Okta analog: Least privilege as an architectural principle
Least privilege in IDAM means a system operates with only the permissions it needs for the current task. Skills applies the same principle to context: load only what's needed for the current turn. The framing works well in buyer conversations with security-minded buyers who already think in terms of minimal footprint.
Where it breaks: least privilege in IDAM is enforced by an authorization system external to the principal. In Skills, the "enforcement" is the model's own judgment about what to load — the model is simultaneously the principal and the policy engine. That's a design choice, not a flaw, but it means your audit trail looks different from what IDAM teams expect. Ask vendors how they log which skills were loaded on which turn, and whether that log is queryable independently of the model's output.
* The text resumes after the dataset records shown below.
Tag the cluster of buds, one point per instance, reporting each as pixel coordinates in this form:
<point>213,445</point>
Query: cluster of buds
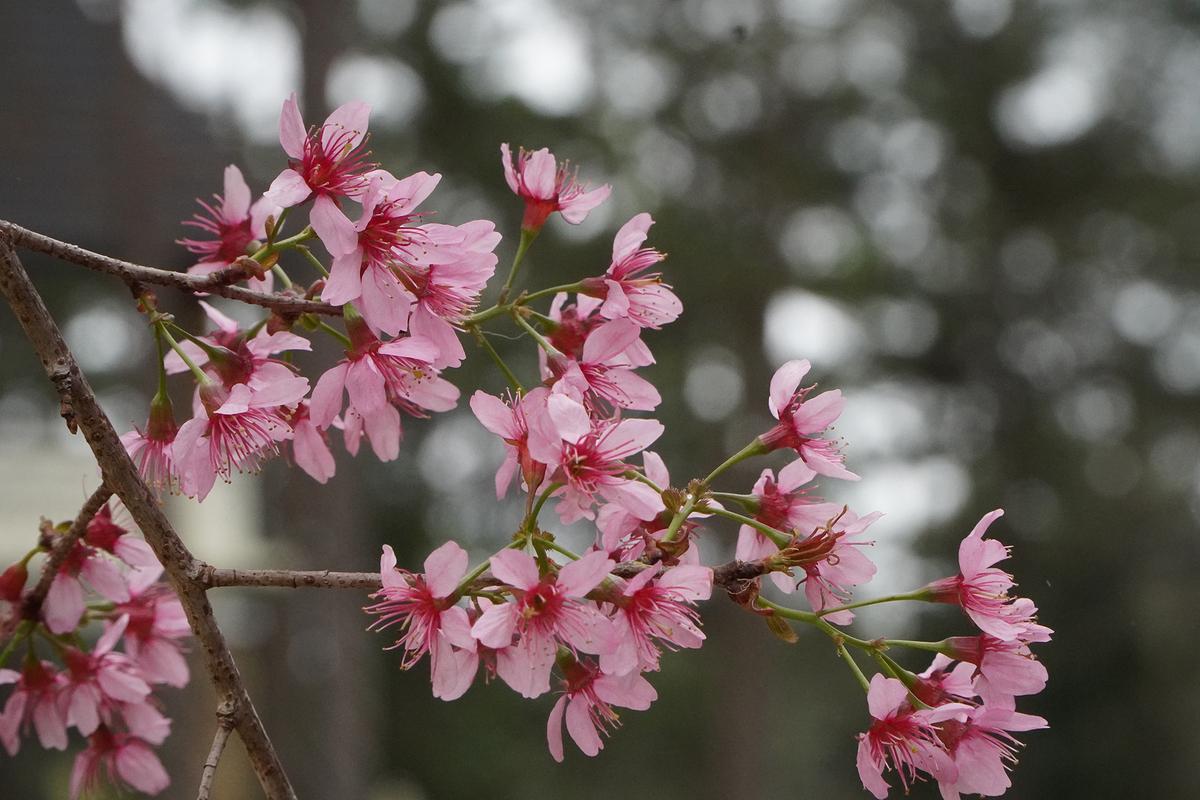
<point>534,613</point>
<point>101,686</point>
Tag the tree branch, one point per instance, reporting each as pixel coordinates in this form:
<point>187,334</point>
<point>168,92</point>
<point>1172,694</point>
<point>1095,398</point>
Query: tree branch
<point>213,578</point>
<point>731,577</point>
<point>123,477</point>
<point>59,546</point>
<point>132,274</point>
<point>225,727</point>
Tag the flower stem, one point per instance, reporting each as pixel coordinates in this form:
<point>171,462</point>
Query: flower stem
<point>312,259</point>
<point>336,334</point>
<point>201,378</point>
<point>754,449</point>
<point>532,521</point>
<point>527,238</point>
<point>642,479</point>
<point>543,342</point>
<point>853,667</point>
<point>481,338</point>
<point>282,276</point>
<point>773,534</point>
<point>889,599</point>
<point>929,647</point>
<point>283,244</point>
<point>558,548</point>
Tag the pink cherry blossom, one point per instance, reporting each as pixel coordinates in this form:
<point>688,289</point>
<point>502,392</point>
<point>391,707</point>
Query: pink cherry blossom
<point>627,292</point>
<point>785,506</point>
<point>310,447</point>
<point>983,747</point>
<point>99,680</point>
<point>903,739</point>
<point>151,449</point>
<point>587,456</point>
<point>447,287</point>
<point>231,223</point>
<point>65,601</point>
<point>387,233</point>
<point>381,377</point>
<point>574,324</point>
<point>423,608</point>
<point>511,421</point>
<point>105,534</point>
<point>657,608</point>
<point>155,629</point>
<point>545,612</point>
<point>1005,668</point>
<point>605,371</point>
<point>981,589</point>
<point>546,187</point>
<point>124,759</point>
<point>802,421</point>
<point>329,161</point>
<point>239,428</point>
<point>587,707</point>
<point>946,684</point>
<point>239,359</point>
<point>34,701</point>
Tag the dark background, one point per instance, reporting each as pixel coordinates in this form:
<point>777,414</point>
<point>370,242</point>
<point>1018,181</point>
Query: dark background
<point>977,217</point>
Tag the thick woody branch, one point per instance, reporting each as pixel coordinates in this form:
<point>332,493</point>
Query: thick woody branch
<point>121,476</point>
<point>133,274</point>
<point>225,727</point>
<point>59,547</point>
<point>732,577</point>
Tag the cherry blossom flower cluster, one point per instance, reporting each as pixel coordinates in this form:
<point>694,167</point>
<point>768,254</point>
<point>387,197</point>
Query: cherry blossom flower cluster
<point>101,686</point>
<point>588,626</point>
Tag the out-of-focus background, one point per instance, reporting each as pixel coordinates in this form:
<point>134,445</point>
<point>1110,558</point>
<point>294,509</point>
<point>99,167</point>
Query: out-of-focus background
<point>979,218</point>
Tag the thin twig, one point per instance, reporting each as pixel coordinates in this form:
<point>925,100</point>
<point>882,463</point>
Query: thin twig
<point>121,475</point>
<point>225,727</point>
<point>133,274</point>
<point>214,578</point>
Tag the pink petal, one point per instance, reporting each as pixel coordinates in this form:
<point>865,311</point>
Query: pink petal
<point>630,236</point>
<point>576,210</point>
<point>569,417</point>
<point>515,569</point>
<point>820,413</point>
<point>539,174</point>
<point>577,578</point>
<point>334,228</point>
<point>496,625</point>
<point>292,131</point>
<point>495,415</point>
<point>287,190</point>
<point>64,605</point>
<point>138,767</point>
<point>555,722</point>
<point>353,116</point>
<point>444,569</point>
<point>610,340</point>
<point>235,206</point>
<point>581,727</point>
<point>885,696</point>
<point>327,397</point>
<point>784,384</point>
<point>383,431</point>
<point>510,178</point>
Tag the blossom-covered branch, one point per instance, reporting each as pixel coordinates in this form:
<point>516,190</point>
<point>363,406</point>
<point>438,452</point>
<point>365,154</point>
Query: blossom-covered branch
<point>123,477</point>
<point>402,294</point>
<point>135,274</point>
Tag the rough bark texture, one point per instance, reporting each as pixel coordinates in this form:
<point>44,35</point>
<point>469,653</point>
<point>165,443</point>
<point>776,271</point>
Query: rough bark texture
<point>81,409</point>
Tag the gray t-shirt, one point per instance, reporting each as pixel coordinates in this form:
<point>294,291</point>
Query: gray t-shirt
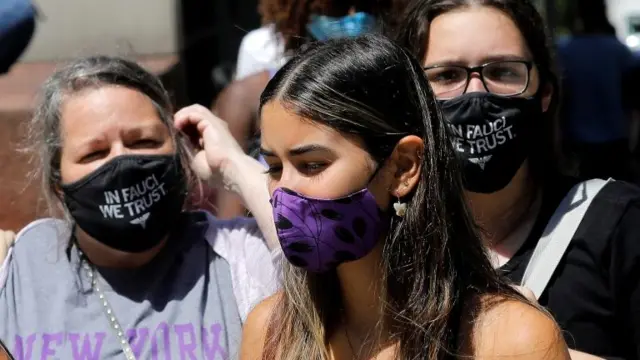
<point>179,306</point>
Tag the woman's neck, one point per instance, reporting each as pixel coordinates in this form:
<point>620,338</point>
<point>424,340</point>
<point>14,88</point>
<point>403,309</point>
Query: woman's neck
<point>501,213</point>
<point>104,256</point>
<point>361,285</point>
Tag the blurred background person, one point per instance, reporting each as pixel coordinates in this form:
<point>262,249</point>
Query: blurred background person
<point>289,24</point>
<point>596,118</point>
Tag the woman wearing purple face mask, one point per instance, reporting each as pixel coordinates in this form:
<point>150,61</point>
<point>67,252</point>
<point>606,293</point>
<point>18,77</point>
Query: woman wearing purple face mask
<point>383,259</point>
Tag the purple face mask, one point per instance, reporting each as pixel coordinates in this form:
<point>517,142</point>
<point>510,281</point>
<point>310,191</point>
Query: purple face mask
<point>320,234</point>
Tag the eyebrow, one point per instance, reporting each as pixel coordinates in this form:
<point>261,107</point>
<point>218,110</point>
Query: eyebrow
<point>297,151</point>
<point>485,60</point>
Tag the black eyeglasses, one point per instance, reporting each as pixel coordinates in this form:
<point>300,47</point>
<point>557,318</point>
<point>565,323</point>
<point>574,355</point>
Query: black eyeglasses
<point>505,78</point>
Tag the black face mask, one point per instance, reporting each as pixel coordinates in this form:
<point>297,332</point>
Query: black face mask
<point>129,203</point>
<point>492,135</point>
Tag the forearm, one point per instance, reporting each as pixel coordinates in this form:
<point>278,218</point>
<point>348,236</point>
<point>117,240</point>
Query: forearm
<point>579,355</point>
<point>245,176</point>
<point>229,205</point>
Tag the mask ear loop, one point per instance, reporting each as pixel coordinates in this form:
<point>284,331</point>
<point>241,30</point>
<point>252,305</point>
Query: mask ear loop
<point>400,206</point>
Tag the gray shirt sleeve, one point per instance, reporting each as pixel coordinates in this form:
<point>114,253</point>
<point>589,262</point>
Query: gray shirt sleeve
<point>255,271</point>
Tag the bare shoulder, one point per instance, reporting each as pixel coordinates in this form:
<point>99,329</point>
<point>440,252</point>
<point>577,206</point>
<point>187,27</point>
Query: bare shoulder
<point>254,332</point>
<point>512,329</point>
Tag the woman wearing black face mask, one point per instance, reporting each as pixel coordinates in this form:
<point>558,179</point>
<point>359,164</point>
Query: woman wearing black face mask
<point>489,64</point>
<point>130,273</point>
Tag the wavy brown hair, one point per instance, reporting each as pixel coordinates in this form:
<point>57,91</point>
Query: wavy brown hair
<point>290,17</point>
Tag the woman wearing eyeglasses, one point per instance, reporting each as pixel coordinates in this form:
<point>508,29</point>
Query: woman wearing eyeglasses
<point>490,67</point>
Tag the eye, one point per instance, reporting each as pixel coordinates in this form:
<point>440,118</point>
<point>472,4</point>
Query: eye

How to Say This in the Field
| Don't say | Do say | Why it matters |
|---|---|---|
| "We support MCP" | "We support MCP with on-demand schema loading — tool definitions load when the model needs them, not all at once" | Distinguishes architectural approach from commodity connectivity claim |
| "It connects to everything" | "It can connect to a wide range of tools, and the context cost scales with what the agent actually uses" | Reframes connection count as budget efficiency, not just capability breadth |
| "The agent knows what tools it has" | "The agent has a registry of available tools and loads the full specification for whichever ones are relevant to the current task" | Distinguishes knowing-about from loading — the mechanism matters for cost and auditability |
| "More integrations means more capable" | "More integrations means more potential capability — the architecture determines whether that potential costs you upfront or on demand" | Prevents the buyer from equating connection count with performance |
| "Token limits won't be a problem" | "We manage context budget actively — here's how tool definitions are loaded and what happens if the session approaches the limit" | Forces a specific answer instead of a reassurance |
| "The context window is huge" | "The context window is 200,000 tokens, and the loading strategy keeps tool infrastructure to a small fraction of that" | Anchors the claim in a specific number and a specific design choice |
| "It uses Anthropic's Skills" | "It uses a lazy-loading pattern for tool definitions — the full schema only loads when the model decides it's relevant" | Explains the mechanism rather than citing a brand name the buyer may not recognize |
| "Token" (without disambiguation) | Specify: "context token" (unit of text the model processes) vs. "access token" (bearer credential for API authentication) | Prevents the vocabulary collision that derails technical conversations with IDAM-fluent buyers |
| "The model decides what to do" | "The model decides which tools to load based on trigger descriptions, then executes against the full schema — here's how that decision gets logged" | Surfaces the auditability question before the buyer asks it |
| "We haven't hit context limits in testing" | "Our test scenarios used [X] tools with [Y] average schema size — here's the context budget breakdown for a representative session" | Replaces anecdote with a reproducible claim the buyer can verify |
One honest note before you take this into a meeting: the practitioner community is still working out what "Skills support" means across vendors. Anthropic's documentation describes the pattern; how faithfully any given vendor implements it varies, and the term is not yet standardized enough to use as a differentiator on its own. The question "can you show me the context budget breakdown for a five-tool session?" will tell you more than any feature checklist. Ask it early, before the pilot scope gets set.